Ellie Bianca’s 14-product lineup now features face serums, bath salts, oils and lip balms. Nyairo sources the shea central to the products in person from women-run coops in Africa. Her brand has a pipeline packed with products, including body butters, supplements and color cosmetics. “Once a chemist, always a chemist,” says Nyairo. “I am always playing with stuff. I’m looking at oil-based products to use a night, too.”
“Have a business plan. Know your brand story. Who is your customer? That has grounded me and, when I get scuttled, I always come back to my brand position.”
Currently, Whole Foods is stocking Ellie Bianca’s oils in its natural beauty department, with staged rollouts of additional items coming. Bath salts is up next. Prices range from $5.99 to $187.36. To ensure Ellie Bianca’s origin story is communicated, Nyairo pounds the pavement, visiting stores and talking to shoppers. She asserts, “This isn’t just transactional. It is about building relationships.”

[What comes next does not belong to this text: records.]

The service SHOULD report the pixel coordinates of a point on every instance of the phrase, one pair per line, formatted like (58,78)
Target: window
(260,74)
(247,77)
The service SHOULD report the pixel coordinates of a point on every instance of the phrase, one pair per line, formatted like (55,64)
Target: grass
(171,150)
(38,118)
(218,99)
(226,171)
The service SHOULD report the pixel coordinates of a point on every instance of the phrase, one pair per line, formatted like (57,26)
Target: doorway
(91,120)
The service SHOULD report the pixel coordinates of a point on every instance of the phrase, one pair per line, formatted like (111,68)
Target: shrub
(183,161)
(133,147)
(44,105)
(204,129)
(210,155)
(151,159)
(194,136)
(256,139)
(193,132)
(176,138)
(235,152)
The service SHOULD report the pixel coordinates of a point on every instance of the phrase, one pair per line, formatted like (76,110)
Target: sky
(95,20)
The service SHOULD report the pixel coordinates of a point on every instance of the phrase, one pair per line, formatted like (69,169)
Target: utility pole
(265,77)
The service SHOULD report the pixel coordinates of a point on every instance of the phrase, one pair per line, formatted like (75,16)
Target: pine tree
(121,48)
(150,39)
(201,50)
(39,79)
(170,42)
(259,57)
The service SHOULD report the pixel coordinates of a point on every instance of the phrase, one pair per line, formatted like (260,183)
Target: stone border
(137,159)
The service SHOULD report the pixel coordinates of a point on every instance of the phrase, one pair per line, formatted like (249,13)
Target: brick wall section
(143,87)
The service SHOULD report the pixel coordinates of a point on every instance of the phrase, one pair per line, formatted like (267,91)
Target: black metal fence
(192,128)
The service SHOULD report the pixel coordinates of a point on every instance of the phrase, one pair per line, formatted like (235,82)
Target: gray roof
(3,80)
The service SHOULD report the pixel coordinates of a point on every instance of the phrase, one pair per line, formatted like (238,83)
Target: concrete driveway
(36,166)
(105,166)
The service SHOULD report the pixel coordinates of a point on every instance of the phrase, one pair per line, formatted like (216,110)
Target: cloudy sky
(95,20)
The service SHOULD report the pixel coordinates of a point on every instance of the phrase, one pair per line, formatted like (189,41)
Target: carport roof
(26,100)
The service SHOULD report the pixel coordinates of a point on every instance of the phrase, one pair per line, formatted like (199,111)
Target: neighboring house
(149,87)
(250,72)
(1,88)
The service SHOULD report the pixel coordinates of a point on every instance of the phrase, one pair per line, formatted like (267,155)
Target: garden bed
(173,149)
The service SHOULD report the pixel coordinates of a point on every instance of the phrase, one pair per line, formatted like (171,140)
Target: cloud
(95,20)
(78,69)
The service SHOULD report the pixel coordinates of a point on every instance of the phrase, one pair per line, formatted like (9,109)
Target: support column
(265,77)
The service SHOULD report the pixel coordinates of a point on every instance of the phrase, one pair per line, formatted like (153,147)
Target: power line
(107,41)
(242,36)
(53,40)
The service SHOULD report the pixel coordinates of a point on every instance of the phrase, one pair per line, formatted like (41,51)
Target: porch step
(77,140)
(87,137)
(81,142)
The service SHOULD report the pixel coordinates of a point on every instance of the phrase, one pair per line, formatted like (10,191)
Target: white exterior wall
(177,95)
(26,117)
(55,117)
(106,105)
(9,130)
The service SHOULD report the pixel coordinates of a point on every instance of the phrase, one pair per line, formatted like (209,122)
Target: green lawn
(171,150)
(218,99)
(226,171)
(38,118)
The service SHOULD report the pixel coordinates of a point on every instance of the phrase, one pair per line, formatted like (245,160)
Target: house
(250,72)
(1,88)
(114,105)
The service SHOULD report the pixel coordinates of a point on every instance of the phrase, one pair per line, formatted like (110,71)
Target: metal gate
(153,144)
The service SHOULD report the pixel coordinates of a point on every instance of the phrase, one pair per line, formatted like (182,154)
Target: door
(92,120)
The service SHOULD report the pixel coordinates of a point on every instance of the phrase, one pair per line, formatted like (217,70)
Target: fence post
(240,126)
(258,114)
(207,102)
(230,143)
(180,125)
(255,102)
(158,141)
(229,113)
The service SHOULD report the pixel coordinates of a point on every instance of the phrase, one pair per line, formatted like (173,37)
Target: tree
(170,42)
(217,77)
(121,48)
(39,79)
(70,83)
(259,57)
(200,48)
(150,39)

To date, Nyairo has invested more than $1.3 million of her own money into the brand. “You probably can start a business for $50,000, but it is expensive to expand into new markets, and I spent a lot of money in the beginning that I didn’t need to,” she admits.

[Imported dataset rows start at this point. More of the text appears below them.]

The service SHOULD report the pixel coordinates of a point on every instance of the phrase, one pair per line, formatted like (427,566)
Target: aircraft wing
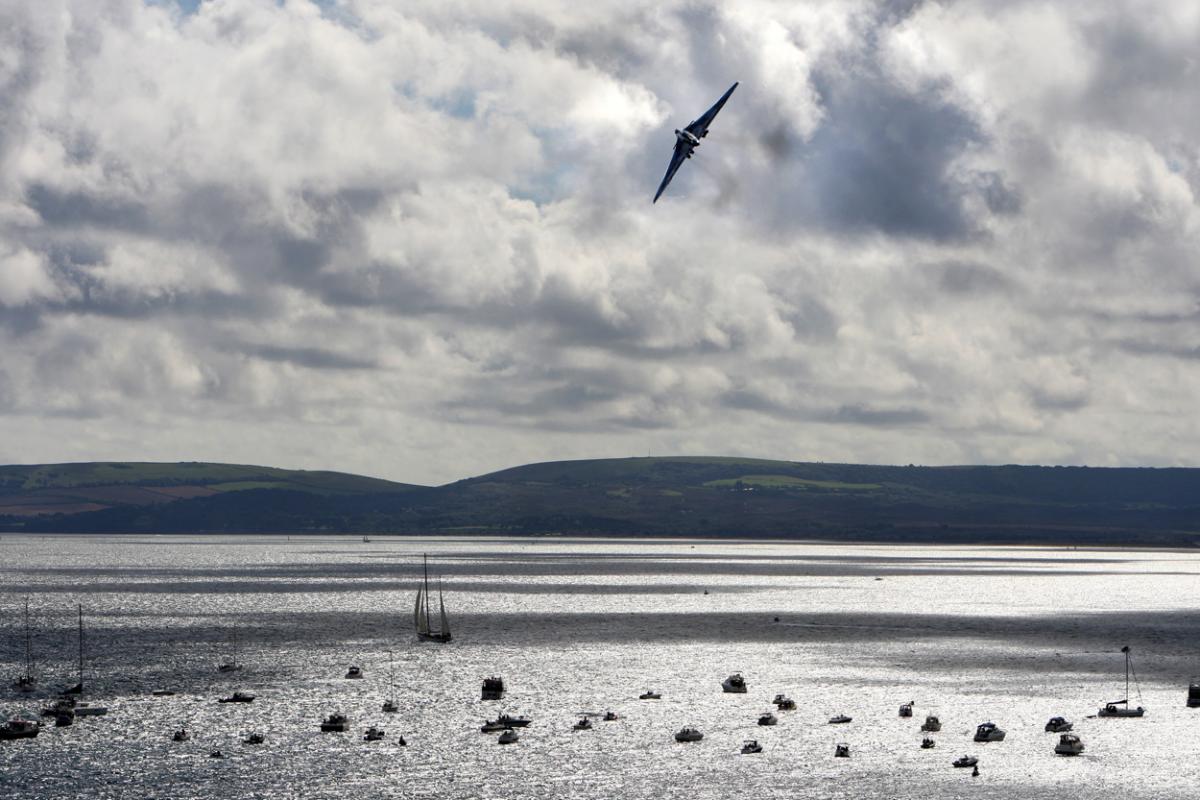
(700,126)
(677,157)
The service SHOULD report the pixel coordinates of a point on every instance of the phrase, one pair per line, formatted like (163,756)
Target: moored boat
(493,689)
(19,728)
(514,722)
(735,684)
(238,697)
(1121,708)
(989,732)
(421,620)
(335,723)
(1068,745)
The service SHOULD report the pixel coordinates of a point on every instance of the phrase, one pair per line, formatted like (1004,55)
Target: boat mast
(81,648)
(29,645)
(1126,650)
(427,591)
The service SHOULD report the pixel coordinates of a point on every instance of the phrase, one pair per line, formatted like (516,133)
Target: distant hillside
(39,489)
(658,497)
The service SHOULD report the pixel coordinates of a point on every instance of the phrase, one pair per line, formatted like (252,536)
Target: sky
(415,240)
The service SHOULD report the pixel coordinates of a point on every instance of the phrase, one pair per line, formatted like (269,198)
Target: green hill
(659,497)
(40,489)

Early on, Nyairo struggled with pricing Ellie Bianca’s products and was losing money until she took a deep dive into understanding her ingredients and packaging costs. Too often, she cautions, company founders get wrapped up in the products and overlook what they are spending. “Look on a monthly basis,” counsels Nyairo. “How much did I spend? Don’t wait until the end of the year for tax reporting. And don’t forget your own worth…We aren’t working for free.”
To date, Nyairo hasn’t taken any loans, although banks contact her frequently. Her goal is to build a solid foundation and perhaps seek outside investment when Ellie Bianca’s sales are in the $20 million to $50 million range.
Nyairo instructs her fellow beauty entrepreneurs to have a clear focus on their target customers and avoid launching too many products at once. Ellie Bianca’s customers fall into two groups: millennials and more mature women. “Have a business plan. Know your brand story. Who is your customer? That has grounded me and, when I get scuttled, I always come back to my brand position,” says Nyairo. “We know who is going to be a customer, and we’ll never be in a discount store.”
Ellie Bianca’s growth has allowed Nyairo, a native of Kenya who moved at 16-years-old to Canada, where she put herself through college, to realize her goal of giving back. She’s initiated the Ellie Bianca Scholarship program to support single women pursuing education. “Our company pillars are to be kind to the skin, be kind to the earth and be kind to women,” says Nyairo. “My own journey as a single mother helped me see the need to help others.”